Penguasa diberi mandat melakukan pelayanan pada urusan rakyat, bukan pihak yang minta dilayani rakyat. Artinya, jika pemerintah berbuat salah, ada hak rakyat mengkritik dan meluruskannya.
Islam mengajarkan aktivitas muhasabah (mengoreksi kesalahan) sesama muslim. Pahalanya besar di sisi Allah Taala. Kritik atau muhasabah merupakan kewajiban bagi setiap muslim yang terwujud dalam aktivitas amar makruf nahi mungkar. Aktivitas inilah yang menjadikan umat Islam mendapat gelar umat terbaik.
Aktivitas amar makruf nahi mungkar yang terbesar ialah mengoreksi kebijakan penguasa yang zalim terhadap rakyatnya. Sebagaimana sabda Nabi saw., “Sebaik-baik jihad ialah berkata yang benar di hadapan penguasa yang zalim atau pemimpin yang zalim.” (HR. Abu Dawub, Tirmidzi dan Ibnu Majah).

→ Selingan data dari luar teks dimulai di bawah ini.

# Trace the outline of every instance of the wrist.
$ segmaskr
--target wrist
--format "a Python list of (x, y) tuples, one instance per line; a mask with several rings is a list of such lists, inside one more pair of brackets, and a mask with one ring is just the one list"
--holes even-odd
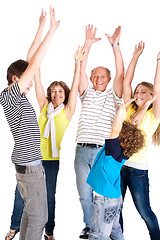
[(112, 46), (112, 47), (119, 46), (119, 42), (112, 43), (111, 46)]
[(76, 58), (75, 58), (75, 62), (79, 62), (79, 63), (80, 63), (80, 62), (81, 62), (81, 60), (80, 60), (80, 59), (76, 59)]

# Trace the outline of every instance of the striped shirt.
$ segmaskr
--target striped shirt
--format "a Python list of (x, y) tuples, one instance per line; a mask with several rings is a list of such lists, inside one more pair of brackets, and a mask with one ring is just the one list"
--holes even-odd
[(21, 94), (18, 82), (2, 91), (0, 103), (15, 142), (12, 162), (25, 165), (41, 160), (40, 131), (36, 113), (26, 96)]
[(116, 96), (113, 88), (100, 92), (88, 86), (80, 99), (82, 109), (76, 141), (103, 145), (109, 138), (121, 98)]

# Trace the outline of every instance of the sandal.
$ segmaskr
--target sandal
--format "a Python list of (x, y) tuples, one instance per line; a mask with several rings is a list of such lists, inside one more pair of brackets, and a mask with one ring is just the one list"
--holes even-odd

Pemimpin dalam Islam tidak antikritik. Rakyat boleh mengkritik penguasa secara langsung sebagaimana kisah seorang perempuan yang mengkritik kebijakan Khalifah Umar bin Khaththab ra. terkait pembatasan mahar bagi perempuan.
Rakyat juga bebas menyampaikan pendapat dan keluhannya kepada Majelis Umat, yakni bagian dari struktur negara Khilafah yang mewadahi aspirasi rakyat serta tempat khalifah meminta nasihat dalam berbagai urusan. Kewenangan Majelis Umat terbatas pada mengoreksi kebijakan penguasa, mengontrol jalannya pemerintahan, dan memberi masukan pada penguasa serta pejabat negara.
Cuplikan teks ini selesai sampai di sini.